Ioannis Mitliagkas - University of Montreal

April 27, 2018, 2:30 p.m. - April 27, 2018, 3:30 p.m.

McConnell 103

Hosted by: Jackie Cheung

This talk revolves around Polyak’s momentum gradient descent method, also known as ‘momentum’. Its stochastic version, momentum stochastic gradient descent (SGD), is one of the most commonly used optimization methods in deep learning. Throughout the talk we will study a number of important properties of this versatile method, and see how this understanding can be used to engineer better deep learning systems.
I will summarize a theoretical result on a previously unknown connection between momentum dynamics and asynchronous optimization. Understanding this connection, allows us to improve the efficiency of large-scale deep learning systems. I will go over a recent collaboration with Intel and NERSC on a ~10K node, 15 PetaFLOP system. Finally, I will demonstrate how analyzing the behavior of momentum on simple objectives, can lead to tuning rules for its learning rate and momentum hyperparameters.
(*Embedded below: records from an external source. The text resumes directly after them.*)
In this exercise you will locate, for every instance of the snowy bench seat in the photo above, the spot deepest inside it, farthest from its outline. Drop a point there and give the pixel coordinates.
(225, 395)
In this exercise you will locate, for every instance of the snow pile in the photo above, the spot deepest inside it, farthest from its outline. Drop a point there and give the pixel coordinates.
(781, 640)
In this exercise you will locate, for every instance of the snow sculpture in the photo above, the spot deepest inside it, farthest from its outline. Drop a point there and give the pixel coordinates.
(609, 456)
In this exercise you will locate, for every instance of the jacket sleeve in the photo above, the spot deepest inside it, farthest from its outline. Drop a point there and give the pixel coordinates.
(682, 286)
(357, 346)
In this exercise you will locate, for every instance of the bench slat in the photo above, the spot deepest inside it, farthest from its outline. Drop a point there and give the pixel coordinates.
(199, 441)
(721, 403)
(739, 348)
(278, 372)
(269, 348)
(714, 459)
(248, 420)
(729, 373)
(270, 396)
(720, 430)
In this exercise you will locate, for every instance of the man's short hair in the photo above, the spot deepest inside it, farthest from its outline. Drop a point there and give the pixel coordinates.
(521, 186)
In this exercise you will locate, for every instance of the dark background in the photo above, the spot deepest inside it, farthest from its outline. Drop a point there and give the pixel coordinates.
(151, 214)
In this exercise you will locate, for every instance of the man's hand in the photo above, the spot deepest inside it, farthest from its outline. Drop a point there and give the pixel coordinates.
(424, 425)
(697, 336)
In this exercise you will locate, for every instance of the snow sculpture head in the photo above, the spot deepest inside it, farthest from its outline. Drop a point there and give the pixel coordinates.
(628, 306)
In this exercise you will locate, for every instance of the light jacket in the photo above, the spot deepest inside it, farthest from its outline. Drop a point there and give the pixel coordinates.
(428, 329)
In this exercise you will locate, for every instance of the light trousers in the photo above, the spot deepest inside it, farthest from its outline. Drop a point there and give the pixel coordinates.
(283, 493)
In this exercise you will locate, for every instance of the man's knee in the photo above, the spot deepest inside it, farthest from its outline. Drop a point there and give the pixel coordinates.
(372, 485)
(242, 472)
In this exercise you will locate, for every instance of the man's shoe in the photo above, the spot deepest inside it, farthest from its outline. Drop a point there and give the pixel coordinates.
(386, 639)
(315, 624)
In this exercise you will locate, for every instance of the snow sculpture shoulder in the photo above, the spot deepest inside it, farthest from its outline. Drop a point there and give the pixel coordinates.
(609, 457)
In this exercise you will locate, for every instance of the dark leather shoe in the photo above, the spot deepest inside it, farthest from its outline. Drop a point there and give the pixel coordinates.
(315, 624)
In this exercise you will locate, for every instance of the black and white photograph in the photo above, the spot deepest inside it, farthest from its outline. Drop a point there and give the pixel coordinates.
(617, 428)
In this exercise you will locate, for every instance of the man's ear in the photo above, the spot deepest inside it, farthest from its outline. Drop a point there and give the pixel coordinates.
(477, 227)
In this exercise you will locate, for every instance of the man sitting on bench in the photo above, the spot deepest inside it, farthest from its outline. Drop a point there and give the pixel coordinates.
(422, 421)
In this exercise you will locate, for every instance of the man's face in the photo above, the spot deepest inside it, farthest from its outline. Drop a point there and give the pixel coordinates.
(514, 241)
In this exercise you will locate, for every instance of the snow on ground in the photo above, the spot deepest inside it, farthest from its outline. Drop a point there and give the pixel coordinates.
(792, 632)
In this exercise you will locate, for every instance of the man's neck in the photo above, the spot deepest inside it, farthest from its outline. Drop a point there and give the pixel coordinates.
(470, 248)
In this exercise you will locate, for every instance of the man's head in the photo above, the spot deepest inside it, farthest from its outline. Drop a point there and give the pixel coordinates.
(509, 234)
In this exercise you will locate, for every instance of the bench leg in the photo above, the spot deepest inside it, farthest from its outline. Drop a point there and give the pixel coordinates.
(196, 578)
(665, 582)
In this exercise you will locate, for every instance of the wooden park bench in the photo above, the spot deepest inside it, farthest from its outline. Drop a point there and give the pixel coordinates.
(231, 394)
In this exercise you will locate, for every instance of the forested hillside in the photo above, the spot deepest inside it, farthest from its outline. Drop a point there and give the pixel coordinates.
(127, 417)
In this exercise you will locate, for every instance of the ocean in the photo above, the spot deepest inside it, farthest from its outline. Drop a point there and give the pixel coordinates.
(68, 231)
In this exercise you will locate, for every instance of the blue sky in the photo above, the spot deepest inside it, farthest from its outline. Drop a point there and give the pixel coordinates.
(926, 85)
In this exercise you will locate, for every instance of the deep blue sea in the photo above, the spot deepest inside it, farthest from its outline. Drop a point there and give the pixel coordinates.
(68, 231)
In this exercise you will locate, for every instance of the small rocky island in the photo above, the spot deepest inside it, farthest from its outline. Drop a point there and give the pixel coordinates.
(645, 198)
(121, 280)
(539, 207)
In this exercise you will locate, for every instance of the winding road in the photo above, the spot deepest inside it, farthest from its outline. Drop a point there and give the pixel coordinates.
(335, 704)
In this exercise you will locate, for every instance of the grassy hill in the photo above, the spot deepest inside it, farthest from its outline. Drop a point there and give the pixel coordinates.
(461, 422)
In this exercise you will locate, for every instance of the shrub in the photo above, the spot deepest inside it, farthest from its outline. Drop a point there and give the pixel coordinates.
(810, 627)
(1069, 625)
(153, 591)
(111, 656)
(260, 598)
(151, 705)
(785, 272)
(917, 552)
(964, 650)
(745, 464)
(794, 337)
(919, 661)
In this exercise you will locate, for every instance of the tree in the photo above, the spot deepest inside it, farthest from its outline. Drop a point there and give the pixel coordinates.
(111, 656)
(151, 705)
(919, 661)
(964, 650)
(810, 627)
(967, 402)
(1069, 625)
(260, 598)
Our implementation of these rules is called YellowFin and is a simple adaptive method that can handle different objectives, as well as asynchronous dynamics, without any hand-tuning. YellowFin often outperforms state-of-the-art adaptive methods. At the end of the talk, I will discuss some preliminary thoughts on the training dynamics of GANs and some ideas on how momentum dynamics can, again, play a key role in stabilizing adversarial training, escaping saddle points and, potentially, generalization.
Ioannis Mitliagkas is an assistant professor in the department of Computer Science and Operations Research (DIRO) at the University of Montréal and member of MILA. Before that, he was a Postdoctoral Scholar with the departments of Statistics and Computer Science at Stanford University. He obtained his Ph.D. from the department of Electrical and Computer Engineering at The University of Texas at Austin. His research includes topics in statistical learning and inference, focusing on efficient large-scale and distributed algorithms, tight theoretical and data-dependent guarantees and tuning complex systems. His recent work includes methods for efficient and adaptive optimization, studying the interaction between optimization and the dynamics of large-scale learning systems as well as understanding and improving the performance of Gibbs samplers. In the past he has worked on high-dimensional streaming problems and fast algorithms and computation for large graph problems.